Costumbres y tradiciones
En los Países Bajos, Pentecostés es una celebración popular que combina aspectos religiosos y paganos. Muchas personas asisten a servicios religiosos especiales, mientras que otras aprovechan el fin de semana largo para realizar actividades al aire libre. Es tradicional organizar mercados, ferias y conciertos al aire libre. También es común ver procesiones y desfiles, especialmente en las zonas rurales. La comida típica incluye platos como 'pannenkoeken' (crepes) y 'haring' (arenque), que se consumen durante las celebraciones.
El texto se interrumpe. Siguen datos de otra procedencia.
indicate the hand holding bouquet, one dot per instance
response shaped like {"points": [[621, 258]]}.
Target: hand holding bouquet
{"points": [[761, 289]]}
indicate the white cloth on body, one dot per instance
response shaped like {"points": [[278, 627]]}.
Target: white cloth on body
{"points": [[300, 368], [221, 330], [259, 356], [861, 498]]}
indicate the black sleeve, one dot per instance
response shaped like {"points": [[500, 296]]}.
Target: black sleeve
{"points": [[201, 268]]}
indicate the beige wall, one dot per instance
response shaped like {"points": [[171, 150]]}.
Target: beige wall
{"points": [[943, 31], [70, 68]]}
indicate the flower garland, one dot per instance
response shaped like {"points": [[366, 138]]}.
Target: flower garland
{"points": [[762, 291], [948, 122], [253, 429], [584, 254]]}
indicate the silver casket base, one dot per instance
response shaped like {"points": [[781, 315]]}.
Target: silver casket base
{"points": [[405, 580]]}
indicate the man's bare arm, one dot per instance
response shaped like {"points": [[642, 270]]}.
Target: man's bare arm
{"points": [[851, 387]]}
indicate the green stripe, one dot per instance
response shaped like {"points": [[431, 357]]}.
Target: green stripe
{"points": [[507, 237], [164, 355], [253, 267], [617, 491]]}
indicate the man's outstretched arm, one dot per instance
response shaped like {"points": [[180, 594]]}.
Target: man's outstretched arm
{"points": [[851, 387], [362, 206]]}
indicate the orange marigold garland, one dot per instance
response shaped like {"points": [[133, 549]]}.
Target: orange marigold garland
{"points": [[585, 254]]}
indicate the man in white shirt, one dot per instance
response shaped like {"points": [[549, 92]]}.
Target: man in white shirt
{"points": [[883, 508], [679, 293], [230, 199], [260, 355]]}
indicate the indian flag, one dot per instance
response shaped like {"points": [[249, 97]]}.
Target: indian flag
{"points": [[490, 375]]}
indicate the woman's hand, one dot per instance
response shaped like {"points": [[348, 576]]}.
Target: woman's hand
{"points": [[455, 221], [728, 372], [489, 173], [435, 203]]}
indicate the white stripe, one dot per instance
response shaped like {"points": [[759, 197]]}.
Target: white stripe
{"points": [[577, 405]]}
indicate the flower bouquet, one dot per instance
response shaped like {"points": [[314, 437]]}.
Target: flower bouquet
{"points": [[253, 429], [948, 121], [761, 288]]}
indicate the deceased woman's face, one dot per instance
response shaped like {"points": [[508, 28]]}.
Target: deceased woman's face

Una costumbre peculiar es la 'Pinksterblom', donde los niños recogen flores y las venden para recaudar fondos para la iglesia o la comunidad. Además, muchas ciudades organizan eventos culturales, como el 'Pinksterfestival' en Ámsterdam o el 'Pinkstermarkt' en Haarlem.
Por qué se celebra
Pentecostés marca el final del tiempo pascual y celebra el nacimiento de la Iglesia cristiana. Para los creyentes, representa la llegada del Espíritu Santo, que otorga fuerza y sabiduría a los fieles para difundir el mensaje de Cristo. En los Países Bajos, más allá de su significado religioso, también simboliza el inicio del verano y es una oportunidad para el descanso y la convivencia familiar.